I went to the drawer for the scissors and stood in front of it with slightly bated breath.  This is silly! I thought.  It’s just a plant.  Again, I told it I was sorry, and I snipped off several inches this time, just adjacent to where a leaf emerged from the stem.

And suddenly something occurred to me.  Does the Lord feel this way when He prunes us?  He knows it’s for our good.  He knows just where to cut and how much to develop healthy, new growth in our lives.  Still, He knows it’s going to hurt us.

I wonder if He stands for a moment with slightly bated breath before He allows us to hear that diagnosis.  Before we hear the news about our loved one.  Before we find out we’ve lost a job or a home, or a child.

Jesus wept.

John 11:35

Of all the times the New Testament tells us of someone crying, this instance of Jesus weeping with those who wept over Lazarus’s death is the only time the word dakruo is used to describe it.  It means to weep silently or to shed tears. All other instances were of people crying out loud.

Jesus knew in just moments He would give Lazarus new life and still, His compassion for Mary and Martha and the rest was overwhelming, because He is not an uncompassionate God.  Our pain is His pain. He wept for their immediate suffering, but also for the sin nature they were caught in which ultimately brought death–the sin nature He came to overcome.

My plant is not the only rescue in this house.  I am God’s rescue.  When He plucked me out of my dark corner of the world, I was barely alive, barely growing.  Since then God’s pruned me back many times.  And I’m not always as compliant as my plant.  I’ll argue He’s taken too much or it’s too soon to take more.  And there are times I’ve wondered if He cares how much the pruning hurts.

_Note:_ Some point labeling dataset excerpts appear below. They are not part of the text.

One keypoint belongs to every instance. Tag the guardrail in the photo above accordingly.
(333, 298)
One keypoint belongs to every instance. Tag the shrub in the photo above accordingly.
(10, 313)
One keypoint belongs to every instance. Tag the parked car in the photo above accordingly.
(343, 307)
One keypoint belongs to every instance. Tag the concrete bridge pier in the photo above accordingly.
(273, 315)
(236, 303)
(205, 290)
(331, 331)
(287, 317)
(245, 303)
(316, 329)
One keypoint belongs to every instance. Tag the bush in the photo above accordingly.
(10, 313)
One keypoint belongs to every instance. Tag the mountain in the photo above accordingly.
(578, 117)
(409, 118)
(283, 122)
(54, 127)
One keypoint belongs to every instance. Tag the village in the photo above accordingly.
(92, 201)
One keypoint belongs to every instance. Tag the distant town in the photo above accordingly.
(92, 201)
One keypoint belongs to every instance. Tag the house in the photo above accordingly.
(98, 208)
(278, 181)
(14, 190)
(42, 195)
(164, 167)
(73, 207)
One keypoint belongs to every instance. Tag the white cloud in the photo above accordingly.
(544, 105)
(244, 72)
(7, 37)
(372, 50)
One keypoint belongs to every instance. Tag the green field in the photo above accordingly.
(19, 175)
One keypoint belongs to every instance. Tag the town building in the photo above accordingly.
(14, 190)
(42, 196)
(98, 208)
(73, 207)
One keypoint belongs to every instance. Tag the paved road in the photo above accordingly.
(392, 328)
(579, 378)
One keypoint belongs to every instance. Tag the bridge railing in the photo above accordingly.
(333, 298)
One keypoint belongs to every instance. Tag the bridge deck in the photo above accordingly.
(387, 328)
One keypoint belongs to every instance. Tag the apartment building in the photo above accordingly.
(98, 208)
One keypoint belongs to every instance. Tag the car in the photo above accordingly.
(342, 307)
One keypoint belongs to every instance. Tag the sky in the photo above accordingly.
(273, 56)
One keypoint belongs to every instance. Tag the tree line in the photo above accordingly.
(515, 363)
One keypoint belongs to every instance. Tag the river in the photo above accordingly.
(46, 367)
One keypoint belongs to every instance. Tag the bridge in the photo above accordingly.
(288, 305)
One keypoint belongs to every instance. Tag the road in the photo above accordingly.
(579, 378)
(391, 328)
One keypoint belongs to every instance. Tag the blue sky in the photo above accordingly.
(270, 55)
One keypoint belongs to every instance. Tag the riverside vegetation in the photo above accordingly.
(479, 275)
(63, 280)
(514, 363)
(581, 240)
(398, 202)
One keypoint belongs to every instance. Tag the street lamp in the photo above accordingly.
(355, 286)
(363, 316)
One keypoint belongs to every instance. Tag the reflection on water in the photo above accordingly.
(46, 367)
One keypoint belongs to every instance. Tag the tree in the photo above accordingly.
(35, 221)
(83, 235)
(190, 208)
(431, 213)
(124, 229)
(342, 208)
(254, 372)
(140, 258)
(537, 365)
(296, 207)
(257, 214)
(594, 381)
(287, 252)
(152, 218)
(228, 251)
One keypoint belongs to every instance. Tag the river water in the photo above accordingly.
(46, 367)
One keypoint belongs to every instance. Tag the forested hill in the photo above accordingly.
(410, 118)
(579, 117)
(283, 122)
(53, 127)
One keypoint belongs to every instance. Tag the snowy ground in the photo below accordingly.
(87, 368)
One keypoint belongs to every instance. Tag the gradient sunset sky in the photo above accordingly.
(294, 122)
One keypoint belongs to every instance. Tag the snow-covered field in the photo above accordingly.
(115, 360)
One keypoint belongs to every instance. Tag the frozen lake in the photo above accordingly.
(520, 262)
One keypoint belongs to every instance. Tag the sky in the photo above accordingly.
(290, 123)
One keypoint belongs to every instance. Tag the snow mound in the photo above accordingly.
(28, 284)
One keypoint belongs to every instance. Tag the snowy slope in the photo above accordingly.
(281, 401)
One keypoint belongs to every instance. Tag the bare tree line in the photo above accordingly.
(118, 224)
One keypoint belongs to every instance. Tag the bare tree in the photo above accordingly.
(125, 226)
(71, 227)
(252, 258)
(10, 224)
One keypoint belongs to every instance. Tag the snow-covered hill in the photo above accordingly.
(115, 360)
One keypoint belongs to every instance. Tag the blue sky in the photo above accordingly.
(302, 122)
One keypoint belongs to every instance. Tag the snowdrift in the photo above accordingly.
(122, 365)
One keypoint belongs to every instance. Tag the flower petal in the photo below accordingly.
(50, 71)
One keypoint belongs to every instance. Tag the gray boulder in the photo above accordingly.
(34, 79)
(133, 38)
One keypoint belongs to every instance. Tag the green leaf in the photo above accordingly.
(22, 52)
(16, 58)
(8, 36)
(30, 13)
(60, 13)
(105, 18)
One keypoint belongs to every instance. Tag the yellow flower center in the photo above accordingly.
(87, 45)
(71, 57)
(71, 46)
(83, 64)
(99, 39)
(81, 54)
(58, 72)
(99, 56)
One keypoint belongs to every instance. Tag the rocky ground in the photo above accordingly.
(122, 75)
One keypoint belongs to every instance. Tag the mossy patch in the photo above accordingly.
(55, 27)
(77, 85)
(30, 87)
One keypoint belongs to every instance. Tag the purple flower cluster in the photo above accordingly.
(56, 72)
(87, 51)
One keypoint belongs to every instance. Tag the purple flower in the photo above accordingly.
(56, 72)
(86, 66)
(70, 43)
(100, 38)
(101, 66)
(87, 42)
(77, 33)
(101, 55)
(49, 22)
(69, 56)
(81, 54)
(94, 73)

And I look at my plant, and I know He does.

Somehow that makes going through the pruning, the struggle of it all, just a little bit easier.  Knowing God isn’t at all cavalier about the pain He must allow in my life, knowing He has a purpose beyond what I can see, knowing He’s right beside me, weeping when I weep, makes it all just a little bit easier.

When I grow up, I want to be like my plant.  I want to allow the cutting without a peep.  I want to bounce back and quickly begin to produce new growth.  I want to be content and even flourish where the Lord sees fit to put me.

Today would have been my dad’s 75th birthday.  If he were here I’d give him a jar full of jelly beans and a trip to the Desert Botanical Gardens.  Maybe a new fishing pole. Nah.  He’d rather keep the one he’d broken in.

Happy Birthday, Dad.  You rescued me more than you know.